Abstract
The recent rapid spread of single cell RNA sequencing (scRNA-seq) methods has created a large variety of experimental and computational pipelines for which best practices have not been established, yet. Here, we use simulations based on five scRNA-seq library protocols in combination with nine realistic differential expression (DE) setups to systematically evaluate three mapping, four imputation, seven normalisation and four differential expression testing approaches resulting in ∼ 3,000 pipelines, allowing us to also assess interactions among pipeline steps.
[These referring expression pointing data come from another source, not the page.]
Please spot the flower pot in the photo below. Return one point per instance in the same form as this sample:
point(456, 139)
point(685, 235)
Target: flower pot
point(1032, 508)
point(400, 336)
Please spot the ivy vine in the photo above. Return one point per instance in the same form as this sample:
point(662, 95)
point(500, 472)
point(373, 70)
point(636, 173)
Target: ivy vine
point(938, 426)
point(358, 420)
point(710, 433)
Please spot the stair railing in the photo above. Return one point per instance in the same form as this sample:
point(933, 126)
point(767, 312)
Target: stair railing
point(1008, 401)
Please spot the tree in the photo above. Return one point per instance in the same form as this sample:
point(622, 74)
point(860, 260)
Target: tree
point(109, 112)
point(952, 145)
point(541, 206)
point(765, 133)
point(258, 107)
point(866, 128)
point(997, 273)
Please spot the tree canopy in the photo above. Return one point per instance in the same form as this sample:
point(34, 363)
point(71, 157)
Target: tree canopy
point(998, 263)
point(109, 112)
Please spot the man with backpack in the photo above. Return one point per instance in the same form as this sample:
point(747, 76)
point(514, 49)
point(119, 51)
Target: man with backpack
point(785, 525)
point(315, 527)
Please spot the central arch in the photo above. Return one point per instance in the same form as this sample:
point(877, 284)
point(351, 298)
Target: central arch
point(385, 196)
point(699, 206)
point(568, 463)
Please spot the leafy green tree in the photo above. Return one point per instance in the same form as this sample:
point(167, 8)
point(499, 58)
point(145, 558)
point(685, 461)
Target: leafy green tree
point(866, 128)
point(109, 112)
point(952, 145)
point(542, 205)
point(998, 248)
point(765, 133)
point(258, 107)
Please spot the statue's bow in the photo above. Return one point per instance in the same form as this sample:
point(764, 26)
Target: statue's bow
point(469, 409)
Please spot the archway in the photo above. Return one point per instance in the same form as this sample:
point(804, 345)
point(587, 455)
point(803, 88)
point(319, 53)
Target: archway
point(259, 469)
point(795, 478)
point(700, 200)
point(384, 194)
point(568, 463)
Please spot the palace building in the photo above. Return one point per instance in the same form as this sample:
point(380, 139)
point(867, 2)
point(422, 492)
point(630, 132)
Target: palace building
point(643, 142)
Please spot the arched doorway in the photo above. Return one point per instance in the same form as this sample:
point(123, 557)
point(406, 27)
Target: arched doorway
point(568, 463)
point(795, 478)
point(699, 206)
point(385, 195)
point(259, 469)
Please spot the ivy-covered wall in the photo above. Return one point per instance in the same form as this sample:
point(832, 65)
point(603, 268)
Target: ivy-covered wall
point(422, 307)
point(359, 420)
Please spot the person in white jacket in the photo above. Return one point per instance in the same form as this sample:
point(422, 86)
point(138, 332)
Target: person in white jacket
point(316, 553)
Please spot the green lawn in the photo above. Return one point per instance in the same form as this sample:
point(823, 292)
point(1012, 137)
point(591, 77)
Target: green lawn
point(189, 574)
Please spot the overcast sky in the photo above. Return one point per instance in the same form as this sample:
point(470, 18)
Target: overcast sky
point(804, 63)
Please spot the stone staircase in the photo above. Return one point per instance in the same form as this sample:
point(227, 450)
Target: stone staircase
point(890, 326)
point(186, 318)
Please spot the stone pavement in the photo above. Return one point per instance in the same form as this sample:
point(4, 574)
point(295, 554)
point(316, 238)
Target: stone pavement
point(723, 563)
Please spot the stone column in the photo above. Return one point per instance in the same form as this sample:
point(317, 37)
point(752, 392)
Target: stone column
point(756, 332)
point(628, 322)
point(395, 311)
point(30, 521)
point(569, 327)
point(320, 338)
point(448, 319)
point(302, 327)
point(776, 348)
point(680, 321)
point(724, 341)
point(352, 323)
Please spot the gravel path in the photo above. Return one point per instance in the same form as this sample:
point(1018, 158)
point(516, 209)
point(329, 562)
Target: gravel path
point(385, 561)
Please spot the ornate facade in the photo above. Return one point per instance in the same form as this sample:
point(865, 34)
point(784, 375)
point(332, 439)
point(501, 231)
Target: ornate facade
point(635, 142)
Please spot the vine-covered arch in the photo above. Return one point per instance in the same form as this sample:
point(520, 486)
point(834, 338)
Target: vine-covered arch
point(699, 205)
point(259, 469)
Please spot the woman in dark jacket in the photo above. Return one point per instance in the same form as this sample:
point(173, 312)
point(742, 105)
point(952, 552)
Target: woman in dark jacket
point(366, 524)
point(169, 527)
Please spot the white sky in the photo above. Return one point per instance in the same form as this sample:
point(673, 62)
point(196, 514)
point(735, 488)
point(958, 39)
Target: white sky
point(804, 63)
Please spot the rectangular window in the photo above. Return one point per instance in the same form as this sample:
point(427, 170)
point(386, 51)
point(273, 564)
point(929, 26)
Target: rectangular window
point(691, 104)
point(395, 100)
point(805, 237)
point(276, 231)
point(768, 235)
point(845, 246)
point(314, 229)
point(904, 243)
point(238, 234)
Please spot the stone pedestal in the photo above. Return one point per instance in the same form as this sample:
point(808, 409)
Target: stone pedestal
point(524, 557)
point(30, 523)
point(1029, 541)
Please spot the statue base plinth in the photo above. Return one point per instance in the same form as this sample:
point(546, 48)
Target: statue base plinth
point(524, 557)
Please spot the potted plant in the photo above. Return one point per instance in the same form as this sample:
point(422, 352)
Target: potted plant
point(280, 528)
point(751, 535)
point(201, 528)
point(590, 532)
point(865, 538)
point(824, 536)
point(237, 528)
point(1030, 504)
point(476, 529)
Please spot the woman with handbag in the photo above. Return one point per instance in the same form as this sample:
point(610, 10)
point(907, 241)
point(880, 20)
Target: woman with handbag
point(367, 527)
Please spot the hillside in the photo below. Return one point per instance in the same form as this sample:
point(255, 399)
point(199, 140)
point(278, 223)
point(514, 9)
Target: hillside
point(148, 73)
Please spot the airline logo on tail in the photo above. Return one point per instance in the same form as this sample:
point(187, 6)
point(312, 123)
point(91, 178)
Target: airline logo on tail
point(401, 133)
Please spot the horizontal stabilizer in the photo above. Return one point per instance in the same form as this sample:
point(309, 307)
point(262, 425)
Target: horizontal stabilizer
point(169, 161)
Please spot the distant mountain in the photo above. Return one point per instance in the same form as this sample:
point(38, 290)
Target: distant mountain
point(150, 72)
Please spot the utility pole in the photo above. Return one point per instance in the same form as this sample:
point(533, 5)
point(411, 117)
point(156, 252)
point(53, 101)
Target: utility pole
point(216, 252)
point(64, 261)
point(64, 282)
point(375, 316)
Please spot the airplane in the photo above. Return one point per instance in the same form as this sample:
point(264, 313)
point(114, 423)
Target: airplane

We find that choices of normalisation and library preparation protocols have the biggest impact on scRNA-seq analyses. Specifically, we find that library preparation determines the ability to detect symmetric expression differences, while normalisation dominates pipeline performance in asymmetric DE-setups. Finally, we illustrate the importance of informed choices by showing that a good scRNA-seq pipeline can have the same impact on detecting a biological signal as quadrupling the sample size.
Footnotes
↵+ hellmann{at}bio.lmu.de
In this revised manuscript, we corrected an error in our analysis concerning alignment, assignment and gene detection rates (Figure 2 and associated Supplementary Figures 3 and 4). The problem was a bug in the function that summarises kallisto equivalence classes to genes. After fixing the bug, we find that kallisto identifies a similar number or more genes than STAR, depending on the annotation. We also updated the associated repositories on github and zenodo.